Cizre’de 2016’da ilan edilen sokağa çıkma yasağından 3 gün sonra bir patlama sonucunda 4 yaşındaki Harun Dalmış ile 6 yaşındaki Ayşenur Geçit yaşamını yitirdi. 6 yıl geçmesine rağmen soruşturma yerinde sayıyor
Şırnak’ın Cizre ilçesinde 2015 ile 2016 yılları arasında ilan edilen sokağa çıkma yasakları sonrası bölgeye bırakılan patlayıcı mühimmatlardan kaynaklı 16 çocuk yaşamını yitirdi. En son 18 Nisan’da İdil’in Kiwex köyünde hayvanlarını aramaya çıkan iki kuzen karakol etrafında mayın patlaması sonucu yaralandı. Söz konusu patlayıcılardan kaynaklı yaşamını yitiren çocuklardan Harun Dalmış (4) ve Ayşenur Geçit (6), 2016’da Cizre ilçesine bağlı Cudi Mahallesi’nde bulunan evlerinin önünde oynarken patlayan bir cismin kurbanı oldu. Dalmış ve Geçit’in ölümü üzerinden 6 yıl geçmesine rağmen halen sorumlular hakkında dava açılmadı. Patlamanın üzerinden 2 yıl geçtikten sonra ailelerin ifadeleri alındı ancak yürütülen soruşturma bir sonuca ulaşmadı.

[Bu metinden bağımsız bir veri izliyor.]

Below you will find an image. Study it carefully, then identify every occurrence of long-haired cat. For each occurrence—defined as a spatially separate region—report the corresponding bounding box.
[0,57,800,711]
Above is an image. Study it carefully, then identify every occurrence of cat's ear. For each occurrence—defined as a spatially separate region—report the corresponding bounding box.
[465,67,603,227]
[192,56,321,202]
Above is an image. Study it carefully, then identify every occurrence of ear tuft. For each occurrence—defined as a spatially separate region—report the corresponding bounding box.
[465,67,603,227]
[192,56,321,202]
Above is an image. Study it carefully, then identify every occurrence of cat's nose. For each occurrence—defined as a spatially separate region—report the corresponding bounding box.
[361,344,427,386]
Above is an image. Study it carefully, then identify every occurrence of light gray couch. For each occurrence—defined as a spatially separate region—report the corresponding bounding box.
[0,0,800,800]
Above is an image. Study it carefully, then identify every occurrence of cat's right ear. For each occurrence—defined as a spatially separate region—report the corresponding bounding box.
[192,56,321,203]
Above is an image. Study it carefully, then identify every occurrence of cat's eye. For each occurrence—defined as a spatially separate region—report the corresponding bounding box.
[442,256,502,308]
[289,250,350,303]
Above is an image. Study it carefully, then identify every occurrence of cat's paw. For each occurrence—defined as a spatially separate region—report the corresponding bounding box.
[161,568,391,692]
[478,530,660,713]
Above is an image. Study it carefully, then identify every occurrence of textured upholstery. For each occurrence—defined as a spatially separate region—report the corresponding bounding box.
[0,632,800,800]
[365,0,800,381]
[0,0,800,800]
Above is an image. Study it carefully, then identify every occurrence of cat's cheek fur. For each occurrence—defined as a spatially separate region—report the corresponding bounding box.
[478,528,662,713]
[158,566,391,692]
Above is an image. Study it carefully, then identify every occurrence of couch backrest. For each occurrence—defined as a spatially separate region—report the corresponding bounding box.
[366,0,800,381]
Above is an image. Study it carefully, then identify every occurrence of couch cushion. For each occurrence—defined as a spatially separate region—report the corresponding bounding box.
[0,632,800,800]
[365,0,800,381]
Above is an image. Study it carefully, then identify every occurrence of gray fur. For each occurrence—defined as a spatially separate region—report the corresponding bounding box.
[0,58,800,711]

2 gün boyunca şarapnel parçalarını çıkartılar
Çocuklardan Harun Dalmış’ın babası Abdurrahman Dalmış (40), yıllardır davanın açılmasını beklediklerini ifade ederek, bugüne kadar herhangi bir sonuç alamadıklarını söyledi. Sokağa çıkma yasağı kaldırıldıktan üç gün sonra çocukların evin önünde oynarken patlamanın yaşandığını hatırlatan Dalmış, olayı şöyle anlattı: “Yasağın kaldırılmasının üçüncü günüydü, komşumuzun kızı Ayşenur ve Harun evin birkaç metre ilerisinde oyun oynuyordu. Biz de evdeydik. Sonra bir patlama sesi geldi. Ama bu büyük bir patlamaydı. Bu sesin gelmesiyle birlikte ben hemen Harun’u aramaya başladım. Olay yerine gittim. Ayşenur’un durumu çok kötüydü. Parçalanmıştı. Ama Harun başından darbe almıştı. Harun’un durumu da ağırdı. Daha sonra İdil’e götürdüler. Orada yaşamını yitirdi ama bizi iki gün hastanede beklettiler ve bedenlerinde ki şarapnel parçalarını çıkartılar.”
Olayı kapatın yaklaşımı var
Daha sonra otopsi için Ankara’ya göndereceklerini söylediklerini belirten Dalmış, “Sonuçta bir şey çıkmadı. Cenazelerimizi defnettikten sonra kimse gelip sormadı. Sormayı bırakın, ifademiz dahi alınmadı. Devlet yetkililerden kimse olayı sormadı ve olay üzerinde durulmadı. Olayın üzerinden 2 yıl geçtikten sonra yetkililer eve gelip ifadelerimizi aldılar. İfadelerimizi aldıklarında da olumsuzlardı, ‘olayı kapatın’ gibi bir yaklaşım vardı. Zaten ifadelerden sonra da dava açılmadı. Savcıyla da görüştük ancak hala dava açılmadı” dedi.
Kürt olduğu için sorulmuyor
Söz konusu Kürtler olunca yaklaşımın değiştiğini vurgulayan Dalmış, “Onlar çocuktu. 2-3 defa savcılığa gittim, davanın durumu sordum. Ama savcı bize her seferinde, ‘bilirkişi raporu yok’ dedi. Savcıya, ‘bilirkişi ölmüş mü ki gelmedi ve gelmiyor’ şeklinde tepki gösterdim. Savcı ise, ‘bilirkişi Hakkari’de ve gelemiyor’ dedi. Bu şekilde sürekli oyalayıp, olayın üstünü kapattılar. Buraları kendilerine dert etmedikleri için bu şekilde yaklaşıyorlar. Kürt olduğu için sorulmuyor ve üzerinde durulmuyor. Kürt öldürülse de, tutuklansa da, kaybettirilse de sorun olmuyor. Bu yüzden davaları kapatıyorlar. Kürt çocukları evlerinin önünde oynarken bile ölüyor. Burası dağ değildi. Her gün insanların gelip geçtiği bir yer” diye konuştu.
Sebep olanlar cezalandırılsın
Türkiye’nin batısında böyle bir şey yaşandığı zaman kıyametlerin koparıldığını dile getirilen Dalmış, “Ama buralarda olunca kimse sesini çıkartmıyor. Bizler adalet istiyoruz. Çocuklarımızın ölümüne sebep olanlar ceza almalıdır” diye belirtti.
Soruşturma sürecine bakan avukatın “uzlaştırma önerisini” reddeden ailelerin avukatsız olduğu öğrenildi.